Last year, OSHA investigated 46 fatal work accidents statewide, down from 48 in 2012, but a major increase from 38 work-related deaths in 2011, Wilkerson said. He and other area directors from Columbus, Cleveland and Toledo compiled the numbers, and are now trying to reverse the trend by raising awareness of what they view to be a problem.

The six fatal accidents so far in 2015 have occurred since October, the beginning of the federal budget year, in the region that includes the Cincinnati, Dayton and Springfield metropolitan areas, he said. Most recently, Brandon Carl, 35, of Kentucky, died Jan. 19 when Kokosing Construction Inc. crews were dismantling an old, unused bridge exit and the ramp fell onto Interstate 75 approaching downtown Cincinnati.

Nationally, accidents on the job investigated by OSHA killed 666 people in 2011, which also rose to 848 last year, according to the federal agency.

Thousands of companies operate in the state and its impossible for OSHA to inspect every work site, said Scott Allen, spokesman for the government agency.

Falls are the number one cause of death, accounting for 34 percent of the people killed in Ohio since 2012, but other major causes are being struck by vehicles or materials, and getting caught in equipment.

“If we were able to knock those three down significantly, we could probably address 85 percent of the major causes of fatalities in Ohio,” Wilkerson said.

Job sites are always changing in the construction industry and with so many variables there’s never one single thing to point to as a cause of an accident, said Terry Phillips, executive director of trade association Allied Construction Industries. She said she was not aware of the trend of rising fatalities.

But construction companies have an incentive to keep their workers safe because companies with a bad track record for safety may be deemed too risky to be hired for a project. Safety records also impact the costs of their workers’ compensation insurance premiums, Phillips said.

“OSHA’s regulations require the training and the contractors comply because if they don’t, they won’t get the work,” Phillips said.

“They’re motivated by not only taking care of their employees, but also being able to work for certain contractors and owners,” she said.

Allied represents the commercial construction industry and its 551 members include service providers, suppliers and contractors in Greater Cincinnati.

Dianne Grote Adams, president of consulting company Safex Inc., which works with Ohio Manufacturers’ Association, said “manufacturing has been challenged by doing more with less and trying to make safety part of the culture as our workforce diversity increases.”

One of the largest commercial construction companies in the Cincinnati and Dayton region, Messer Construction Co., did not have any work fatalities in 2014, said spokeswoman Jessie Folmar.

Folmar credits an apprenticeship program for laborers and carpenters, as well as a work culture that instills the importance of safety among company leaders and entry-level workers alike for a low accident rating.

Craft workers for the company start with a two-year laborer apprenticeship that matches them with more experienced tradespeople.
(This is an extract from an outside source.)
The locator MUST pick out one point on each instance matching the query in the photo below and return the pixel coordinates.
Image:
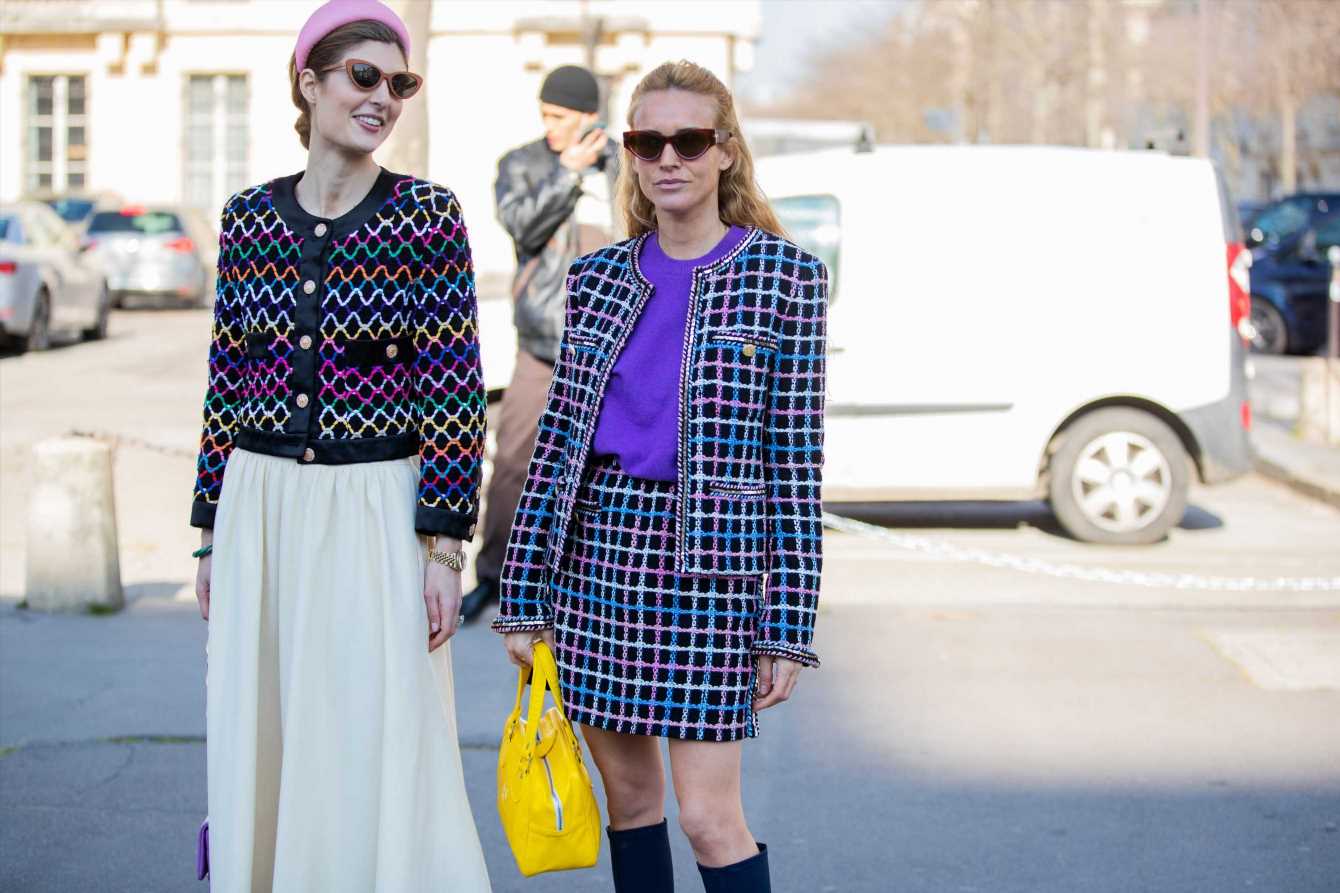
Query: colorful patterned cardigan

Once completed, they have the option of continuing for two more years to become a carpenter, she said.

“People want to work for a company that has a safe working environment,” she said.
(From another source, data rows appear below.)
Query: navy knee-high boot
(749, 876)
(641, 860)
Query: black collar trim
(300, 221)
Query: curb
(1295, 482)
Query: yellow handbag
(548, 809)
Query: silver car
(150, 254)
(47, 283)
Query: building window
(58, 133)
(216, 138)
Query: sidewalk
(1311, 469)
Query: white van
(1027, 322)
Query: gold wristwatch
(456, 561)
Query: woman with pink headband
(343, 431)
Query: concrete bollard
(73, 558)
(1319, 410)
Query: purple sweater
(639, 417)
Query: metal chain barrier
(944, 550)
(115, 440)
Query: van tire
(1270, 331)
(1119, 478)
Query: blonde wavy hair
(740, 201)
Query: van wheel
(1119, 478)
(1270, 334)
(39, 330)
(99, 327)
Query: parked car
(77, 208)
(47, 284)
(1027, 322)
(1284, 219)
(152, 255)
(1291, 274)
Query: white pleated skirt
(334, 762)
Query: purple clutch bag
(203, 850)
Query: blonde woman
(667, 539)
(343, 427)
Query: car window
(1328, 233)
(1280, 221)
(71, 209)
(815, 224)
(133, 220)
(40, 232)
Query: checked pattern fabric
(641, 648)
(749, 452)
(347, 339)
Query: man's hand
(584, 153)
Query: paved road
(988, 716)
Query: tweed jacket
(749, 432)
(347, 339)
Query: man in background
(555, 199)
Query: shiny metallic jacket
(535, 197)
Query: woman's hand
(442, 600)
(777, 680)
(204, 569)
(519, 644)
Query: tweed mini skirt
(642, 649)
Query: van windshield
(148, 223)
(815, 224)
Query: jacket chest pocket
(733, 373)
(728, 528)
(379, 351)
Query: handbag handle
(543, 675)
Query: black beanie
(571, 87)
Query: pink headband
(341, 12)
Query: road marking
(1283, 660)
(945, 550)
Additionally, Messer crews conduct safety orientations at the start of every job and hold huddles to identify work safety risks at the beginning of every shift, she said.

The work accidents investigated by OSHA do not include every occupational fatality. OSHA does not have jurisdiction where other federal agencies do, such as the Federal Aviation Administration. Nor does OSHA have jurisdiction over state and local governments and as such, it does not investigate police officers killed in the line of duty, for example. Also, the 46 fatal work accidents that the agency counted last year in Ohio do not include people who die on the job due to medical issues such as heart attacks or due to traffic accidents.

OSHA provides free on-site consultations to small employers, as well as other compliance assistance, educational materials and training. The Ohio On-site Consultation Program phone number is 800-282-1425.

Repercussions for safety violations found by OSHA include financial penalties for companies.